A topic shared with The Orange Fish is the biographer’s art. I loved “Edith-Esther,” about a biographer who becomes so obsessed with the expression of spirituality in his subject’s works that he completely skews her life story towards it, even though she tells him flat out she doesn’t believe in God. What a nightmare for an author to be so misunderstood; it’s no accident, of course, that it’s a male critic doing it to a female writer. “Invention” imagines creation scenarios for everything from steering wheel covers to daydreaming.

In “Dying for Love,” an early standout for me, three wronged women consider suicide. The vocabulary quickly alerts the reader to a change of time period after each section break. All three decide “Life is a thing to be cherished”. My three favourites, though, were the final three – all slightly cheeky with the focus on sex (and naturism). They were together an excellent way to close the volume, and the Collected Stories. In “The Next Best Kiss,” single mother Sandy meets a new paramour at a conference. She and Todd share garrulousness, and a sexual connection. But he doesn’t’ see the appeal of her biography’s subject, a Gregor Mendel-meets-John Clare type, and she is aghast to learn that he still lives with his mother.

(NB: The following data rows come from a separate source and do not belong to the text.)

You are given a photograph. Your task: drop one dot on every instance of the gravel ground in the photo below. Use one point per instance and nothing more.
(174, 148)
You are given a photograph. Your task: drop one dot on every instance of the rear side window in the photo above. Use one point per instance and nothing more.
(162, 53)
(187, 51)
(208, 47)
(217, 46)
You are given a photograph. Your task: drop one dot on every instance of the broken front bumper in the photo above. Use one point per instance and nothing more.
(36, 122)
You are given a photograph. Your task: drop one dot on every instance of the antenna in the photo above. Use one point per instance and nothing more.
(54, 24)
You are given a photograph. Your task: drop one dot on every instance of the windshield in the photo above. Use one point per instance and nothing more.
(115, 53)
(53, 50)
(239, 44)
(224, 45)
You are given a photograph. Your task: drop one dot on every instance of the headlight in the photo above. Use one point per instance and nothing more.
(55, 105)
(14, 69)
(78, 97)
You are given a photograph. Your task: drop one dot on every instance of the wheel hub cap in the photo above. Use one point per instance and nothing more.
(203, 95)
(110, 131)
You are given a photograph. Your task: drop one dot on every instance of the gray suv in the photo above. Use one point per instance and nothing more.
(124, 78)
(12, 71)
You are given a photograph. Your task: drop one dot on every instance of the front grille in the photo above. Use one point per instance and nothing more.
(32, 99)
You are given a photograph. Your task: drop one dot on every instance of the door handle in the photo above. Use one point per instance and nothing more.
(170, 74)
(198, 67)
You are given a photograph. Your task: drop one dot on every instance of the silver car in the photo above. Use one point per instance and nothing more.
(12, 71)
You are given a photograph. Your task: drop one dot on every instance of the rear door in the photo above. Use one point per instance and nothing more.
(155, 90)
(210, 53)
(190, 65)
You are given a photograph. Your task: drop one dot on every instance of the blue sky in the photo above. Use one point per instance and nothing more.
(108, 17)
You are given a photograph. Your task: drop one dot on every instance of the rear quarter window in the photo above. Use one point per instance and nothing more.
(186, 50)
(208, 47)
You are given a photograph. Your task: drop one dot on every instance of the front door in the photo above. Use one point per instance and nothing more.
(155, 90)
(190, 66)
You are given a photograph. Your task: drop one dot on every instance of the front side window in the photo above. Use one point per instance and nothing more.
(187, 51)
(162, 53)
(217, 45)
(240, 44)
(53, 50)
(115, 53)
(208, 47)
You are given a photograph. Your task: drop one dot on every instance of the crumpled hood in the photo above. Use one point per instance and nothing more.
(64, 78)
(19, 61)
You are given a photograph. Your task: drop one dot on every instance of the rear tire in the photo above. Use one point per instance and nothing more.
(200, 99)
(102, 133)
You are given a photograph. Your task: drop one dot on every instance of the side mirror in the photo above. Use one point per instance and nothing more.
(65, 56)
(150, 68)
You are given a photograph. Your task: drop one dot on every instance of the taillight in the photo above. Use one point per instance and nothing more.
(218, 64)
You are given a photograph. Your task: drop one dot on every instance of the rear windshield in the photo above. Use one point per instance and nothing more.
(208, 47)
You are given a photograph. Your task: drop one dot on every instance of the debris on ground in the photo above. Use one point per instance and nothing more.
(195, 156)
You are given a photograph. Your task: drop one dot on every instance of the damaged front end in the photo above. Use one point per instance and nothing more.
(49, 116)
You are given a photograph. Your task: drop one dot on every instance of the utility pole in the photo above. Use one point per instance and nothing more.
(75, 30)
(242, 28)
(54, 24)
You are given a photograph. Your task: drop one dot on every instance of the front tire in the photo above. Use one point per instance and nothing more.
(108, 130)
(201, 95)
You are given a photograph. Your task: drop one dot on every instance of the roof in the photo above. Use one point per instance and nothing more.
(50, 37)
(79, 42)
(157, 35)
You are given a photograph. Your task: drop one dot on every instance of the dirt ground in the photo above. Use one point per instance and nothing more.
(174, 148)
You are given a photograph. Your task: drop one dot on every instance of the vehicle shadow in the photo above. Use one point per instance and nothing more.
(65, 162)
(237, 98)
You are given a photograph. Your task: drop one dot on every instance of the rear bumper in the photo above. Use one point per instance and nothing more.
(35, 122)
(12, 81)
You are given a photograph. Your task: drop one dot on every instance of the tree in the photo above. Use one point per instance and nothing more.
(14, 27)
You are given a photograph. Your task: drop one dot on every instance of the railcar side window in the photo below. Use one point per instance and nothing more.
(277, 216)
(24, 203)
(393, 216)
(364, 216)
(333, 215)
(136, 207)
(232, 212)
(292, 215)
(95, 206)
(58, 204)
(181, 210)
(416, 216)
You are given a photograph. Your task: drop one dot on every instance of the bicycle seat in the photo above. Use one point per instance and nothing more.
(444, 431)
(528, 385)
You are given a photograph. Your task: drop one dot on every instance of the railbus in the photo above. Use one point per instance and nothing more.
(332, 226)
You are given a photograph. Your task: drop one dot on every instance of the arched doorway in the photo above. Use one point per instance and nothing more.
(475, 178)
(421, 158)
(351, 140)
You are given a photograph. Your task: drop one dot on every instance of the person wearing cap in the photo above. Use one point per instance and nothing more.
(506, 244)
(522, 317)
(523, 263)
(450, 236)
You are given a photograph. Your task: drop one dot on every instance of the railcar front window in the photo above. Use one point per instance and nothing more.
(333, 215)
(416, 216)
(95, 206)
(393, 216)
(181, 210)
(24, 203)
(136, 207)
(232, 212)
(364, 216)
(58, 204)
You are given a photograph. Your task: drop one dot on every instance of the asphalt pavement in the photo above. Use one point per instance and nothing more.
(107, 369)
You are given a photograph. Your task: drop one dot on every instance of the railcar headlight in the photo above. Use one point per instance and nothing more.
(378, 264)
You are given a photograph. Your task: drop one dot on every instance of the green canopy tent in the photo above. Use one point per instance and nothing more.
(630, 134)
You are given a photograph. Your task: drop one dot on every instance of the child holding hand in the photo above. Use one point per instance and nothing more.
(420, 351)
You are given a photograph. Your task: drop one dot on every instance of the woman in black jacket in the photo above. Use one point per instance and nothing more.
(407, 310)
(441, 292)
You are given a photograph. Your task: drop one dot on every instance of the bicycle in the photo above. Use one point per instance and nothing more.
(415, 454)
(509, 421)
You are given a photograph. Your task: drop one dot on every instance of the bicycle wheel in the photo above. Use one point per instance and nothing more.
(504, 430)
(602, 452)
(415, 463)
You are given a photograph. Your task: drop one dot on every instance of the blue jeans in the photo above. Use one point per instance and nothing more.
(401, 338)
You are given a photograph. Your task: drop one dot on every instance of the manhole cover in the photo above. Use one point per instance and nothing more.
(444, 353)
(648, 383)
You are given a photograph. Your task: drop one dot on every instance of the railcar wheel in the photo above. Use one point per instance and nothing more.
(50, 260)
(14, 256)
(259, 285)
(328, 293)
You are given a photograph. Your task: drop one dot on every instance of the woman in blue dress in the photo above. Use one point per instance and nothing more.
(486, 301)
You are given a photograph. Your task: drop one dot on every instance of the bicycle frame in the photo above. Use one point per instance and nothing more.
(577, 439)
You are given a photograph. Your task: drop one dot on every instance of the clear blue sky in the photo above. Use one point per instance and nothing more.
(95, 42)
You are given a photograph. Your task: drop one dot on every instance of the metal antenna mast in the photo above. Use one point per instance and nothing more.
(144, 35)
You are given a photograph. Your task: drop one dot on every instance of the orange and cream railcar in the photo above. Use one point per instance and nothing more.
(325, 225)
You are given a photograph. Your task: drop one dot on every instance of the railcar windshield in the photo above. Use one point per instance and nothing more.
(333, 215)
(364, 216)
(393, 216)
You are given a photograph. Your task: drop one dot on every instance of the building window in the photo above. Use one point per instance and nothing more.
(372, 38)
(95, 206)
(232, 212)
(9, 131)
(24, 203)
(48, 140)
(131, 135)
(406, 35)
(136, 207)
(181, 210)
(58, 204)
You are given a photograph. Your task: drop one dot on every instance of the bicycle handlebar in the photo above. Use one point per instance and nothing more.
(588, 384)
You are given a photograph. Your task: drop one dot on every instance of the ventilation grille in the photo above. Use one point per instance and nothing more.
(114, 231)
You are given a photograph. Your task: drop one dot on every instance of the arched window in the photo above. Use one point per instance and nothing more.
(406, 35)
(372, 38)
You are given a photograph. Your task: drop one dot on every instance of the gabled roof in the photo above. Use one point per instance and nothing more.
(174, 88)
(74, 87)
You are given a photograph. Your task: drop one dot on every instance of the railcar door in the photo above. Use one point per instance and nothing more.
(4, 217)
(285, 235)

“Eros,” set at a sexually charged dinner party (and you know from Larry’s Party that Shields is brilliant at party scenes), spools back through Ann’s erotic life, all the way to childhood ignorance and curiosity. “Everyone knew this awful secret which was everywhere suggested but which for Ann lay, still, a quarter-inch out of reach.” That Ann has lost a breast to cancer treatment made me ponder whether this story reflected Shields’s own experience – she died in 2003 of a recurrence of breast cancer.

There were a few too many second-tier stories here compared to The Orange Fish, but several gems; and I always appreciate Shields’s wordplay and insider’s satire on being an academic and/or a writer.

My original rating (c. 2008):

My rating now:

 

Bonus

Shields’s final short story, “Segue,” is printed first in the Collected Stories. Dutiful Marcie read it first, whereas I saved it for last to try to preserve a sense of chronological order. Max Sexton writes novels, the latest of which sounds exactly like The Corrections – a 2001 publication, and Shields also references 9/11. Jane Sexton, the narrator, writes sonnets (“little sounds”) and thinks about ageing, routine, and the transmutation of life into art. A sonnet typically involves a “turn,” which I suppose is the origin of the title. Coming to the end of her life, did Shields think of herself primarily as a poet? This line did strike me as autobiographical: “Forget you are a sixty-seven-year-old woman with a girlish white pageboy.” The Oak Park, Illinois setting inevitably reminded me of Hemingway, but Shields, too, was from Chicago. The final line captures the bittersweet nature of so much of her work: “if it weren’t for my particular circumstances I would be happy.”

 

Rereading Shields is a habit I plan to keep up. For my next reread, I fancy Mary Swann.